April 26, 2024

KITAAB

Connecting Asian writers with global readers

Book Review: The Sunlight Plane by Damini Kane

2 min read

Reviewed by Nandini Varma

Sunlight Plane
Title: The Sunlight Plane
Author: Damini Kane
Publisher: Authorpress (2018)
Pages: 312

 

To reach out and urge us to inquire into our deepest emotions is the most beautiful gift a writer can give to a reader. To flap open an ear, to have our feet dangling from our beds, to imagine carefully the sound of an airplane pass by in a book, and listen to its heightened music in our heads, to brush the air as if for a moment it weren’t needed: these are acts of a reader only witnessed when a writer has produced something marvellous. Readers live double lives, much like writers, when they kick the earth unexpectedly, when they dance to a silently beating heart, when they crouch as though scared to break the dream.

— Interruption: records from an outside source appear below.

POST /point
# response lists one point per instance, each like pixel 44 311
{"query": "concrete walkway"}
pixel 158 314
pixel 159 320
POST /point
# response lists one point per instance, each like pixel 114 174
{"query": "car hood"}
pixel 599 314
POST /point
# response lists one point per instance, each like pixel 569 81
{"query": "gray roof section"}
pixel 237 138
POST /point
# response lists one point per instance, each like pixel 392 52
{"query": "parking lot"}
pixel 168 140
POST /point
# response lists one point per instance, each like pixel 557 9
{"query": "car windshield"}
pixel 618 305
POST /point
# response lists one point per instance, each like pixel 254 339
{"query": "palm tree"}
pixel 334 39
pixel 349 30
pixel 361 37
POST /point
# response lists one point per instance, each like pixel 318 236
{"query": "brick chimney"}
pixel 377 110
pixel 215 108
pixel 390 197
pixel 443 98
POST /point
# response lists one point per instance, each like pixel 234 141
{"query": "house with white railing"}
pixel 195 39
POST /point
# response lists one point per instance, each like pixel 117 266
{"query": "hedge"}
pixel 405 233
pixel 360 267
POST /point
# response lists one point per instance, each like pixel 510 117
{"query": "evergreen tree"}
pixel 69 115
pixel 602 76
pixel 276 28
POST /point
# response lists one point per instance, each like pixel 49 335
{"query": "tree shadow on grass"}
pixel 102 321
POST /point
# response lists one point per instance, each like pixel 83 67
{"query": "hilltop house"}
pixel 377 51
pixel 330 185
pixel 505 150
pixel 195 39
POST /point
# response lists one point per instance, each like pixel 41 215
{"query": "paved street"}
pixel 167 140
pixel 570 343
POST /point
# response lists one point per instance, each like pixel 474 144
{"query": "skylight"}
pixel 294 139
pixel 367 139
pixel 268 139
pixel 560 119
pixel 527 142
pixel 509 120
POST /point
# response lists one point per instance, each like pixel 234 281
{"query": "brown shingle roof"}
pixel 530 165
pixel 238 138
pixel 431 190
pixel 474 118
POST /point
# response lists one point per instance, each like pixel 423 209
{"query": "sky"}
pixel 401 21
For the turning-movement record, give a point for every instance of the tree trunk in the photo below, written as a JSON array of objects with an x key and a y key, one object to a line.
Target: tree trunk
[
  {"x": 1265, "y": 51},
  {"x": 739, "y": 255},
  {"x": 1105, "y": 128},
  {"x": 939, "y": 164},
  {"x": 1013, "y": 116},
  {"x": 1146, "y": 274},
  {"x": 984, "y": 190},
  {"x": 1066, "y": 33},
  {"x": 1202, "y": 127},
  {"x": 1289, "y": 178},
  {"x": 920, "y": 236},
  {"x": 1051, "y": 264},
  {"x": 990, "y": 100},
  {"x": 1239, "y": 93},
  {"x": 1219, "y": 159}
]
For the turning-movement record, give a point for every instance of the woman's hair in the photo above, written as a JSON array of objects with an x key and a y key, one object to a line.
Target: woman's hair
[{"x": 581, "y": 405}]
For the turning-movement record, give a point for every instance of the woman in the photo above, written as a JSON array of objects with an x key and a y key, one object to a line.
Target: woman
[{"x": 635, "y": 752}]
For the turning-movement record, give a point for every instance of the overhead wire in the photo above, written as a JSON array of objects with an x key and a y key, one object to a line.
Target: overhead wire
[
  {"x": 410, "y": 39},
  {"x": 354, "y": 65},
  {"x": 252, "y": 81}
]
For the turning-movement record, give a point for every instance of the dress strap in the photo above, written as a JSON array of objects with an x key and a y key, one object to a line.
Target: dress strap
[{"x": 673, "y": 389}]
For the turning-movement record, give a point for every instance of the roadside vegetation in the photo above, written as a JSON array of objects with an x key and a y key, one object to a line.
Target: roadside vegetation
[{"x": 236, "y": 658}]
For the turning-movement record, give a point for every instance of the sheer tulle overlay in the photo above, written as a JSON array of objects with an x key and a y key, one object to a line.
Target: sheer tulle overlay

Damini Kane’s first novel The Sunlight Plane does exactly that. It is a beautiful exploration of a friendship between two 9 year old boys — Tharush and Aakash, living in the posh Reyna Heights in Bombay. The cover art carries a paper plane flying across the city of Bombay, illustrated by Nivedita Sekhar. The book is divided into three sections: ‘The Sun’, ‘The Clouds’ and ‘The Sky’, each depicting a phase in their friendship – a brightness, or tension.

As we begin reading, we’re introduced to the protagonist, Tharush, the embodiment of curiosity and imagination, giving us a rich insight into the questioning mind of a child. We’re also introduced to his parents and find in them a family that doesn’t attract much trouble. Humour is therefore often seen paying a light and lovely visit in the moments shared between Tharush and his mother, another powerful character that represents deep intelligence and sensitivity, especially in her response to Tharush’s appeal for another fighter plane when they sit for dinner with eggplants floating ‘in the middle of yellow curry like dead rats’.

Quite early in the narrative, we’re given hints of what is to become a contrasting second main character of the book, Aakash, also meaning the sky as Tharush, but another shade of it – much darker as the clouds on a rainy day, more mysterious as a ‘stealthy, almost invisible, shadow’.